In the first half of 2013 there were 381 private equity funds to reach final close, garnering an aggregate $218bn. This is the highest amount of capital raised since $299bn was secured by private equity funds reaching a final close in H2 2008. There were also 282 funds that held at least one interim close in H1 2013, raising $52bn towards their targets.
These 381 private equity funds took an average of 19.1 months to reach a final close. This is a longer time spent on the road in comparison to corresponding vehicles in H2 2012, when funds to reach a final close took an average of 17.7 months. The 10 largest funds to close raised a total of $69bn, accounting for 32% of all the capital raised by funds to close in H1 2013.
The largest fund to reach a final close in the first half of 2013 was Warburg Pincus Private Equity XI, which raised $11.2bn in total capital commitments. The fund makes a variety of venture capital, growth, buyout and special situation investments across a diversified range of sectors and geographies. The second largest fund to close was Silver Lake Partners IV, a buyout fund pursuing large-scale investments within the technology, technology-enabled, and related growth industries in the US, focusing on companies with established business models, and attractive growth prospects.
By geographic focus, North America-focused funds closed in H1 2013 garnered the largest amount of capital, raising an aggregate of $133bn in H1 2013. Europe-focused private equity funds raised $54bn, Asia-focused funds secured $23bn and funds focused on regions outside of North America, Europe and Asia raised a collective $8bn. Both North America and Europe-focused funds raised the largest amount of capital since H2 2008, suggesting that the markets are at the beginning of a road to recovery.

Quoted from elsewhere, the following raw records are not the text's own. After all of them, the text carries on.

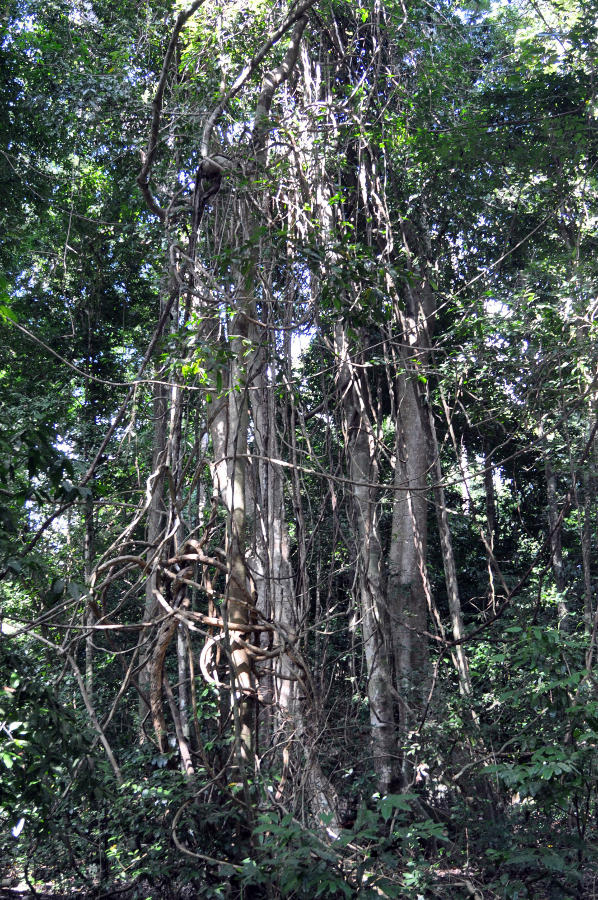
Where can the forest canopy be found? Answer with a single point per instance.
(298, 459)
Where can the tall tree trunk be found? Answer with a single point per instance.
(362, 449)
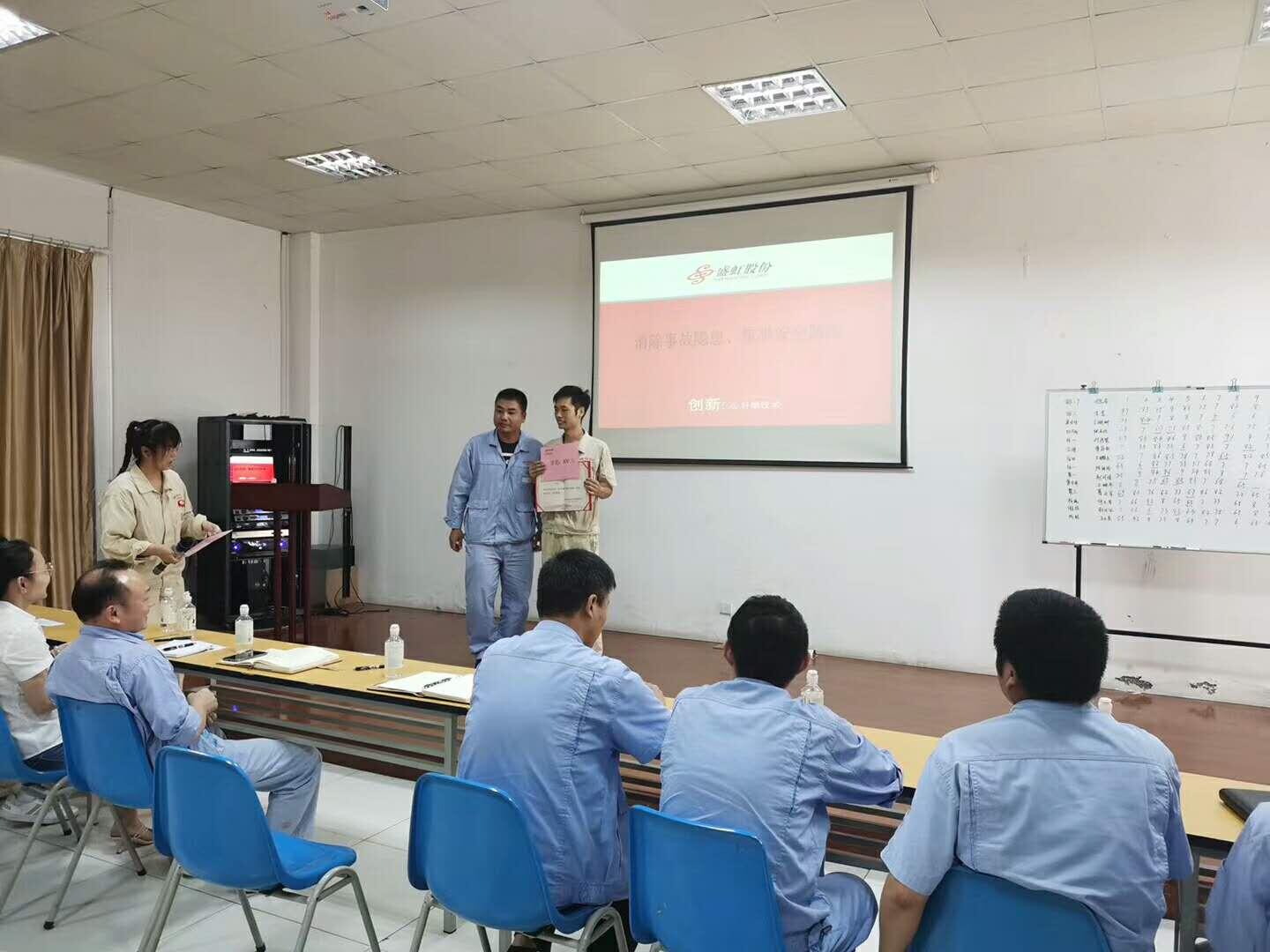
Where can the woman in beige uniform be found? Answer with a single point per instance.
(146, 512)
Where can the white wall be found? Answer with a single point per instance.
(1122, 263)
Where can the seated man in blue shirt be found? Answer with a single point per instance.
(1053, 796)
(548, 723)
(1237, 915)
(746, 755)
(113, 664)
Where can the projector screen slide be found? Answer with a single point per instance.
(721, 339)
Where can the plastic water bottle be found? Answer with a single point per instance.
(811, 692)
(188, 616)
(167, 612)
(244, 629)
(394, 649)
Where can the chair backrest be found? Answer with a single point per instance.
(696, 888)
(104, 753)
(970, 911)
(208, 818)
(470, 845)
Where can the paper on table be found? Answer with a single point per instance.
(563, 462)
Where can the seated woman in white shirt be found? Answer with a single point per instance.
(25, 663)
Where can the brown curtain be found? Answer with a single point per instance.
(46, 405)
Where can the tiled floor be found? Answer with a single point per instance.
(108, 904)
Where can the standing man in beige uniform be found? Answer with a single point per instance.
(146, 510)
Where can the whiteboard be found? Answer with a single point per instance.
(1174, 467)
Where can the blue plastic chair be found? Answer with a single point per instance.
(13, 768)
(970, 911)
(698, 889)
(208, 818)
(471, 853)
(107, 759)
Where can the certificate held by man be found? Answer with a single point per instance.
(562, 487)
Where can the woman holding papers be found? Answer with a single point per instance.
(146, 510)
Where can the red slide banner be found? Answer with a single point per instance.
(799, 357)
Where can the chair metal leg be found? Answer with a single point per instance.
(423, 922)
(51, 799)
(127, 842)
(70, 867)
(163, 908)
(250, 922)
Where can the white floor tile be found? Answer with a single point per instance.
(228, 929)
(392, 900)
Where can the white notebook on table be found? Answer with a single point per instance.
(438, 684)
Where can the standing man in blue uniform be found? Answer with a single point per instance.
(490, 508)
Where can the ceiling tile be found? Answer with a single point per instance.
(862, 28)
(1171, 29)
(497, 140)
(262, 88)
(430, 108)
(262, 28)
(1047, 131)
(66, 14)
(715, 145)
(1042, 51)
(902, 117)
(550, 29)
(669, 182)
(827, 160)
(1048, 95)
(351, 69)
(911, 72)
(592, 190)
(759, 167)
(1255, 70)
(664, 18)
(546, 169)
(522, 199)
(937, 146)
(1168, 115)
(621, 74)
(447, 48)
(161, 42)
(1169, 79)
(811, 131)
(628, 158)
(669, 113)
(343, 123)
(578, 129)
(525, 90)
(736, 51)
(419, 152)
(958, 19)
(1251, 106)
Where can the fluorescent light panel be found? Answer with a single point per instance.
(780, 95)
(343, 164)
(14, 31)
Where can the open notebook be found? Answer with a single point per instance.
(447, 687)
(288, 660)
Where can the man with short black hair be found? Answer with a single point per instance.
(550, 718)
(112, 663)
(490, 508)
(743, 755)
(1054, 796)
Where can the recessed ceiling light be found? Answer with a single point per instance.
(16, 31)
(780, 95)
(344, 164)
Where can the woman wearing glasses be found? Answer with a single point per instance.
(146, 510)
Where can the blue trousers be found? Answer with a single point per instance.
(852, 911)
(511, 565)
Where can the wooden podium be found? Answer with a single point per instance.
(300, 502)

The industry's perceived return to health can further be seen in statistics that look into vehicles that have met, fallen below or surpassed their original target size. A significant 46% of funds to close in H1 2013 exceeded their target size, the most since H1 2011. A further 17% of funds met their target and 37% of funds reached a final close below their target size. The fact that H1 2013 saw the lowest proportion of funds fall below their target for five years is positive news for the private equity industry.